- Robert Kiyosaki warns that financial bubbles may soon burst and Bitcoin could crash.
- He says any gold, silver, or Bitcoin crash is a buying opportunity.
- Whales and miners are moving more BTC to exchanges while institutions keep buying.
Veteran investor Robert Kiyosaki has issued a cautionary statement, warning that several economic bubbles in the U.S. are nearing their breaking point. According to Kiyosaki, these looming busts will likely impact key assets, including Bitcoin.
Bitcoin recently hit a record high of $123,000. However, the price has since dropped to around $118,000 as long-term holders take profits. Kiyosaki, a long-time advocate of Bitcoin, maintains that this dip should be viewed as a buying opportunity, not a red flag.

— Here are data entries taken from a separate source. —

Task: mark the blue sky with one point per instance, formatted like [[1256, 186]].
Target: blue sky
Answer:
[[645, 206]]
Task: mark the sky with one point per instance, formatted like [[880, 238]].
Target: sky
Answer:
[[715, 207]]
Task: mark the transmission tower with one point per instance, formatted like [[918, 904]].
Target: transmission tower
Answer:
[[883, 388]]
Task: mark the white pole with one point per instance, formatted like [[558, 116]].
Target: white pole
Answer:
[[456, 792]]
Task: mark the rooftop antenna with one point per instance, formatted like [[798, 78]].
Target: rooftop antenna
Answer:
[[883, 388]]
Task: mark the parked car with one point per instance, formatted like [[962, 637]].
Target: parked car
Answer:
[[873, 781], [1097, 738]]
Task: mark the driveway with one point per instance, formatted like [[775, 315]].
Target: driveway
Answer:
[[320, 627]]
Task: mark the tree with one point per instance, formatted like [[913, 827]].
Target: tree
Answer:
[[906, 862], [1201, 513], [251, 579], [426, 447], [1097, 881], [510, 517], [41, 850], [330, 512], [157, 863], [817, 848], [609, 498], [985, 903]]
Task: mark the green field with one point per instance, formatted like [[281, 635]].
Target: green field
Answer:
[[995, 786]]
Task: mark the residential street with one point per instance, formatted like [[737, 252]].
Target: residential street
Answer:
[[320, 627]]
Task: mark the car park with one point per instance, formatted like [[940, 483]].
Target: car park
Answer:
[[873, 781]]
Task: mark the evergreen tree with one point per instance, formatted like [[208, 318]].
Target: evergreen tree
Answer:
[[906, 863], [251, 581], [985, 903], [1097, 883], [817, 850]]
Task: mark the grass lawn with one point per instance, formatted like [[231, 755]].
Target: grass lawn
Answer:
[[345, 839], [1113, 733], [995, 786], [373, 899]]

Macroeconomic Pressures Mount
The U.S. national debt has reached $37 trillion, and Treasury yields continue to rise. June’s CPI data also shows that inflation remains sticky. Kiyosaki believes these conditions are unsustainable and expects sharp corrections across major asset classes.
In a recent post, he stated, “If gold, silver, and Bitcoin prices crash… I will be buying.” His remarks reflect ongoing uncertainty in traditional markets and the growing fragility of U.S. financial stability.

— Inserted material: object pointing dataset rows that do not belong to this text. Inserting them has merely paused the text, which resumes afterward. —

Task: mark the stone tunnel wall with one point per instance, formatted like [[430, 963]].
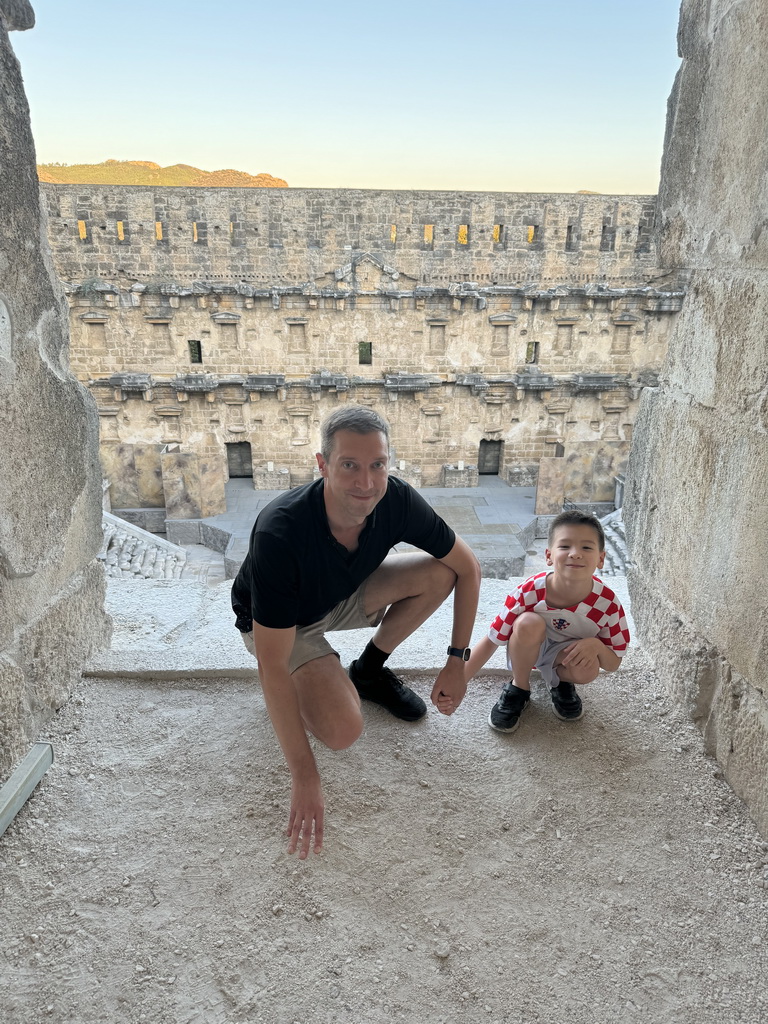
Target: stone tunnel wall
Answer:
[[696, 504], [51, 586]]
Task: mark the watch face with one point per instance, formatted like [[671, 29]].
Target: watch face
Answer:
[[462, 652]]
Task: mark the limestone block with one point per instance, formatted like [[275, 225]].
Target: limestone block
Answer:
[[183, 530], [120, 468], [550, 486], [455, 477], [731, 713], [271, 479], [39, 673], [181, 485], [148, 475]]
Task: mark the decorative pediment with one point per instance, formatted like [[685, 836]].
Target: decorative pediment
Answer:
[[366, 273]]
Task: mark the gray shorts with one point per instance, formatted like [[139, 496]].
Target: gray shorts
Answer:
[[545, 663], [310, 640]]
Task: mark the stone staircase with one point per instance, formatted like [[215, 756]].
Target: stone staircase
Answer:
[[616, 552], [131, 552]]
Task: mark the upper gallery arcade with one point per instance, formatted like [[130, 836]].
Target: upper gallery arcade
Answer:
[[507, 331]]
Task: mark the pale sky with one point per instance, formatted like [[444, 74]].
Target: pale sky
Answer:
[[502, 95]]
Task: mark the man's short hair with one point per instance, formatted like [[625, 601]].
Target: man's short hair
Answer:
[[576, 517], [358, 419]]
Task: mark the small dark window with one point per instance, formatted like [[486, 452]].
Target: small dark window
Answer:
[[607, 239]]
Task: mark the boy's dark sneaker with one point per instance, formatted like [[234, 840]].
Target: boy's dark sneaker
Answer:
[[566, 701], [387, 690], [505, 715]]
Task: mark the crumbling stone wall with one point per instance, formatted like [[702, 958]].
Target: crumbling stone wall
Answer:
[[51, 586], [520, 325], [696, 504]]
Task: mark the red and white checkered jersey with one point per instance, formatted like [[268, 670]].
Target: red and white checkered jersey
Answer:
[[600, 614]]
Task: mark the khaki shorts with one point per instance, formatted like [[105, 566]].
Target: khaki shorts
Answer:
[[545, 663], [310, 640]]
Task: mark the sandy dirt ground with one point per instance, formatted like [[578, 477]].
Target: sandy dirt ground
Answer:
[[583, 872]]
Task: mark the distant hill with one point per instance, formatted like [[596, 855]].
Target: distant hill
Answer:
[[144, 172]]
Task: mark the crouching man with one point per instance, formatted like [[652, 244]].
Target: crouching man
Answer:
[[320, 560]]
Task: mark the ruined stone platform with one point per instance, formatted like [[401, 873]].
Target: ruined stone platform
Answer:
[[497, 521], [174, 629]]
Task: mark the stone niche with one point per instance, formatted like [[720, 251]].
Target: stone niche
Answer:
[[51, 584], [697, 481]]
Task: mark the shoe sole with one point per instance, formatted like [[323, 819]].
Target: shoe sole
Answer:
[[567, 718], [499, 728], [401, 718], [409, 717]]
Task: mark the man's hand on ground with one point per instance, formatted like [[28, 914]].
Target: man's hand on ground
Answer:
[[307, 809], [450, 687]]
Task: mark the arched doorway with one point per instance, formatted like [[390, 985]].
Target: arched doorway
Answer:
[[489, 458], [239, 459]]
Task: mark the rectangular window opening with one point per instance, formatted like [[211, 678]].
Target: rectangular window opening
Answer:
[[621, 343], [564, 341], [500, 340], [607, 239], [296, 338], [531, 352]]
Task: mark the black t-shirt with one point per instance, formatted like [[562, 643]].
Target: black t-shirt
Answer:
[[296, 570]]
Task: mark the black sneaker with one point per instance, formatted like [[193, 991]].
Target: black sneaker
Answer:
[[505, 715], [386, 689], [566, 701]]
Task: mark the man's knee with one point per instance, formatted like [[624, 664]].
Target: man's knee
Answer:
[[343, 733]]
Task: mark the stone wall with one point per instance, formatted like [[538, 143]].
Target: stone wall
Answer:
[[51, 585], [491, 329], [697, 487]]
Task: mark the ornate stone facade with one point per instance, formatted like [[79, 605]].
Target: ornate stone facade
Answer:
[[215, 328]]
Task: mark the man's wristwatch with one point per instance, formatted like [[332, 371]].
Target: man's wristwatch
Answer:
[[462, 652]]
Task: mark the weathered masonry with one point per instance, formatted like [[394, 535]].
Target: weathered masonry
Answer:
[[500, 333], [51, 582]]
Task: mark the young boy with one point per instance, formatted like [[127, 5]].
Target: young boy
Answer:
[[565, 623]]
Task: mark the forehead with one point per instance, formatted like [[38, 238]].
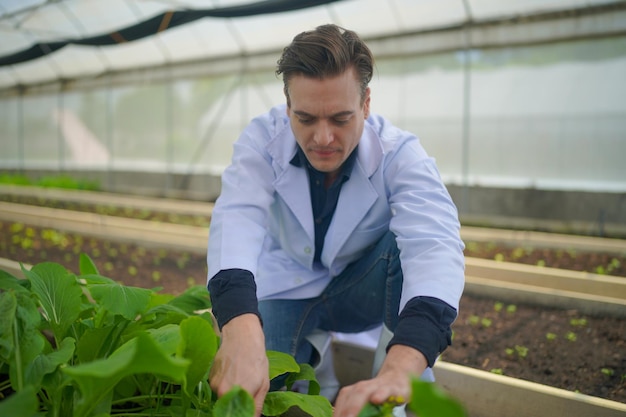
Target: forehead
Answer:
[[336, 93]]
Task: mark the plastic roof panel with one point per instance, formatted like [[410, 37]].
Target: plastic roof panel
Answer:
[[24, 23]]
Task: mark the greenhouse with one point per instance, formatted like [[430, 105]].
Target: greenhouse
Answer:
[[119, 129], [515, 95]]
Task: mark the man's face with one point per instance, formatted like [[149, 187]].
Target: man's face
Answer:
[[327, 118]]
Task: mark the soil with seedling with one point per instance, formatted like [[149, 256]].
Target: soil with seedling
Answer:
[[555, 347]]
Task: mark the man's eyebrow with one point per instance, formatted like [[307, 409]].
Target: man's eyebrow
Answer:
[[338, 114]]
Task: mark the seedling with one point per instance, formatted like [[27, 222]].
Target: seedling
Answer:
[[550, 336], [521, 351], [607, 371]]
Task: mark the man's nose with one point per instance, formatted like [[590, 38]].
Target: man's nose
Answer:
[[323, 134]]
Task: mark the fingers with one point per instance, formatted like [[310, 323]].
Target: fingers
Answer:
[[352, 399]]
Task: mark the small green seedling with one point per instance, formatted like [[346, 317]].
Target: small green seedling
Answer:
[[550, 336]]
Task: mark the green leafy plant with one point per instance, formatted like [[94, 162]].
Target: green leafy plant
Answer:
[[427, 400], [607, 371], [85, 345]]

On-chain data supports the view of a near-term correction. Glassnode reports that whale-to-exchange BTC transfers are nearing 12,000 BTC on a 7-day simple moving average, one of the highest levels in 2025. This metric mirrors behavior last seen in late November, often signaling profit taking and capital reallocation.

Bitcoin miners also send more coins to exchanges, a typical indicator of potential price drops. Combined with rising whale activity, these moves suggest short-term selling pressure could continue.
Despite increased exchange inflows, institutional interest in Bitcoin remains robust. Last week alone, 21 firms added $810 million worth of BTC to their treasuries. Spot Bitcoin ETFs also recorded strong inflows, reflecting consistent demand from corporate and institutional investors.
As market volatility grows, traders watch closely for signs of deeper corrections or new buying windows.